In insects, the term sternum refers to the ventral sclerites (hardened parts of the exoskeleton) between the two pleurs . The three sternas of the thoracic section - the Prosternum , Mesosternum and Metasternum - are referred to as parts of the body segmentation .

Any other ventral sclerite, i.e. H. any sclerotized area that is secondary to the sternum is unspecifically termed a sternite or abdominal plate. A sternite in the chest is called a belly sternite or thoracic sternite . A sternite the abdomen (abdomen) is Hinterleibssternit or Abdominalsternit even Urosternit called. The last abdominal sternite is called the apical sternite .

The acrosternite (Gr. Άκρον, the top, the top ') is a mostly narrow strip at the front edge of the sternite, which morphologically belongs to the preceding sternite and is separated from it by a secondary intersegment membrane. Stripes attached at the back are called Poststernit . Acro- and Poststernites belong to the Intersternites . These are original intersegmental skins that are heavily sclerotized and form an additional sternite. Coxosternite is the name given to separated laterally lying parts of the abdominal sternite . As Laterosternit (also Pleutosternit or Sternopleurit ) of the ventral side subsequent to the primary sternum prior to hip skeletal part is referred to. Coxosternites and laterosternites are combined as pleural sternites . As Endosterniten refers to the chitinous structures of a sternite, which are located on the inside of the body.


In arachnids , the chest plate of the front body is called the sternum. The hardened undersides of the more or less overgrown abdominal segments of the arachnids are called sternites, their upper sides tergites . Internal skeletal parts in the prosoma of spiders are called endosternite . The scorpion's sternum has long been considered one of their most important taxonomic features.

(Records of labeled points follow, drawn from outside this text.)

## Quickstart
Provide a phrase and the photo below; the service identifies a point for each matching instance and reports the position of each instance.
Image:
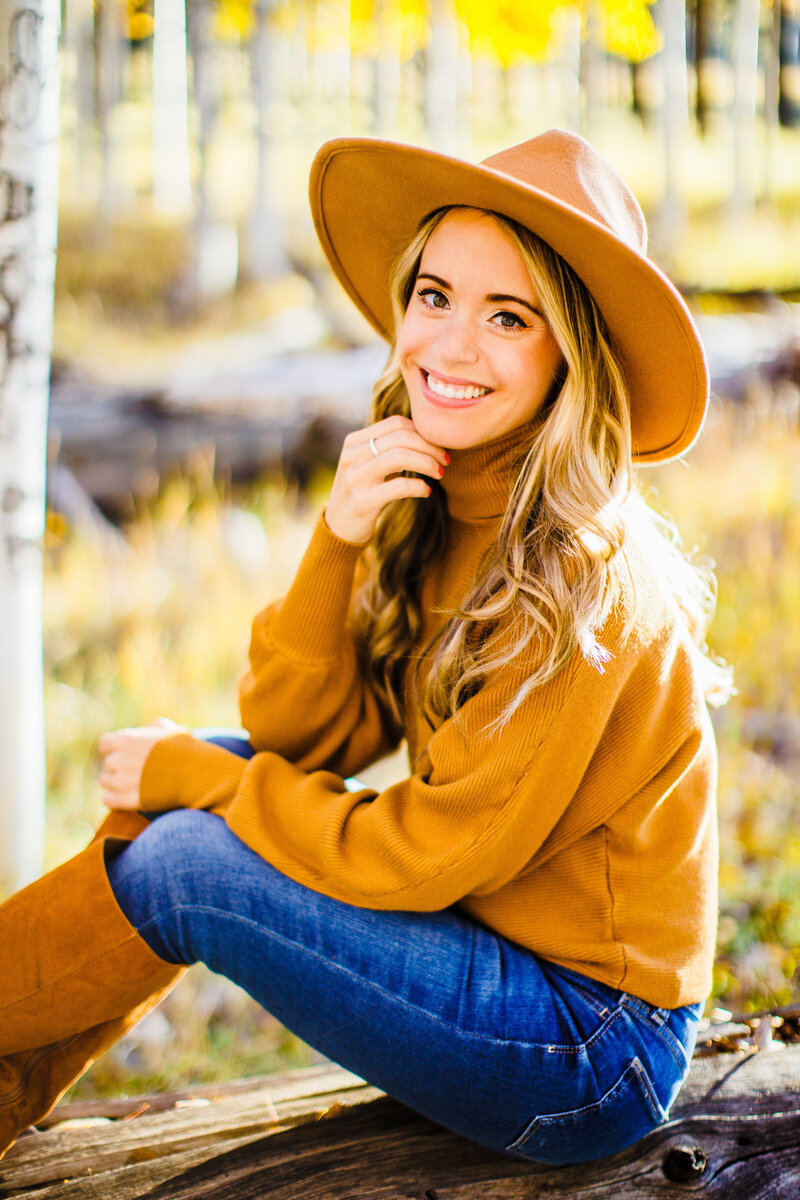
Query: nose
(457, 342)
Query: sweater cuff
(310, 622)
(182, 772)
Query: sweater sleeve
(304, 696)
(469, 820)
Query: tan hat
(368, 198)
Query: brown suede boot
(78, 977)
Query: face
(476, 354)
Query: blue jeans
(470, 1030)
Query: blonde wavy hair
(549, 580)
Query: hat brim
(368, 198)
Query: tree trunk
(109, 66)
(29, 125)
(789, 82)
(388, 73)
(745, 73)
(441, 78)
(172, 189)
(701, 54)
(771, 96)
(673, 118)
(265, 252)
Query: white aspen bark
(172, 183)
(673, 117)
(109, 67)
(771, 97)
(29, 130)
(745, 75)
(388, 75)
(265, 255)
(441, 78)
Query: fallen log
(734, 1133)
(254, 402)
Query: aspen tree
(29, 124)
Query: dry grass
(158, 624)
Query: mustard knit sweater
(585, 831)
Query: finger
(404, 459)
(108, 741)
(400, 489)
(118, 801)
(112, 783)
(402, 436)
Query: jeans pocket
(627, 1111)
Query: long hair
(551, 577)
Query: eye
(432, 298)
(506, 319)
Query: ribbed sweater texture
(585, 831)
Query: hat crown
(571, 171)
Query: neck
(479, 480)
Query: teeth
(446, 389)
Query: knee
(154, 873)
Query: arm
(304, 696)
(470, 820)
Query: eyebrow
(494, 297)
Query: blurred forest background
(205, 367)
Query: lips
(451, 393)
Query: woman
(517, 939)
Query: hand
(124, 757)
(366, 483)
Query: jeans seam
(660, 1027)
(370, 983)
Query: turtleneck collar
(479, 479)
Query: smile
(440, 389)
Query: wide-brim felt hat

In crustaceans , too , the abdominal area of ​​the exoskeleton between the limbs of each segment is called the sternite. While the sternum is the surface formed by all sternites.

supporting documents

Web links

  • Sternite. In: Marine Species Identification Portal - Marine Lobsters of the World - Glossary. Retrieved August 7, 2012 .
  • Joel Martin: Sternum. In: Crustacea Glossary. Natural History Museum Los Angeles County, accessed August 6, 2012 .
  • Joel Martin: Sternite. In: Crustacea Glossary. Natural History Museum Los Angeles County, accessed August 6, 2012 .
  • Spinning Central Europe - Lexicon Heimer & Nentwig (1991).

Single receipts

  1. S. von Kéler: Entomological dictionary with special consideration of the morphological terminology. 3. Edition. Akademie-Verlag, Berlin 1963.
  2. ^ Sclerite. In: Herder Lexicon of Biology. Seventh volume praealpin bis Spindelstrauch, Spektrum Akademischer Verlag, Heidelberg / Berlin / Oxford 1994, ISBN 3-86025-156-2 , p. 440.
  3. Heiko Bellmann: Spiders - observe, determine. Naturbuch, Augsburg 1992, ISBN 3-89440-064-1 .
  4. Michael E. Soleglad and Victor Fet: The scorpion sternum: structure and phylogeny (Scorpiones: Orthosterni) . In: Euscorpius 2003, Volume 5, pp. 1–34, Online PDFhttp: //vorlage_digitalisat.test/ double-sided% 3D ~ LT% 3DOnline% 20PDF ~ PUR% 3D , 5.5 MB.